The core lesson is clear: instant gratification can often come at the cost of much greater long-term rewards. Social Security was designed as a long-term investment, benefiting from the power of compounding. However, over the years, politicians have “eaten the marshmallow” by borrowing from the Social Security fund to offset the budget deficit. This practice has weakened the fund, and we need leadership that prioritizes fiscal responsibility—leadership that will pass budgets allowing us to live within our means without jeopardizing our future.
2. Tariffs Aren’t the Solution
Trump claims that he would offset the $94 billion in lost revenue from the Social Security tax cut by raising tariffs on foreign imports. Economists agree that while tariffs might have short-term benefits, they lead to higher inflation in the long run, effectively functioning like a national sales tax. One of the reasons we’ve been experiencing higher inflation recently is precisely due to increased tariffs.
Like eating the marshmallow too soon, raising tariffs gives a short-term boost but leaves us with a long-term problem. Higher prices and inflation ultimately hurt consumers, especially those relying on fixed incomes such as Social Security.
3. The Social Security Fund Is a Trust—We Need to Protect It
Social Security is, at its core, a trust. The word "trust" implies that it is something we should be able to rely on. I've been paying into Social Security for 53 years. I still remember when I got my first paycheck and asked my boss, "Who is this FICA, and why are they taking my money?" Of course, that's how Social Security is labeled on your paycheck.

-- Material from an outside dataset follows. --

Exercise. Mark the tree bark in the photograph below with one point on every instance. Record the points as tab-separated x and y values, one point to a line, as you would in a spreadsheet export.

Franklin D. Roosevelt designed Social Security as a work-related, contributory system where workers provide for their own future economic security by paying taxes while employed. While there are demographic reasons for the fund's current jeopardy, much of the problem can be traced directly to our national deficit.
4. The Debt-to-GDP Ratio and Government Borrowing
During the recent debate between former President Trump and Vice President Kamala Harris, I was stunned that ABC’s moderators didn’t ask about the federal deficit. At the peak of the COVID-19 pandemic, the U.S. Debt-to-GDP ratio reached 130%. Though it has since decreased to 122%, this is still an unacceptably high level. While the Biden administration deserves credit for reducing the deficit, it remains far too large.
Since the 1980s, the federal government has been borrowing from Social Security’s surplus to cover the national deficit. This practice has become normalized, but it’s a dangerous precedent. Social Security is now under threat not only from demographic shifts but also from these "cooked books" and proposals like Trump’s Social Security tax cut.
Conclusion: A Broken Trust
The word "trust" carries a heavy responsibility. Our politicians have broken that trust by failing to protect the Social Security fund. If they were in the private sector, many of them would be fired—or even investigated by the Securities and Exchange Commission—for such financial mismanagement. We need leaders who will restore the trust in Social Security and ensure that future generations can benefit from the system they’ve paid into.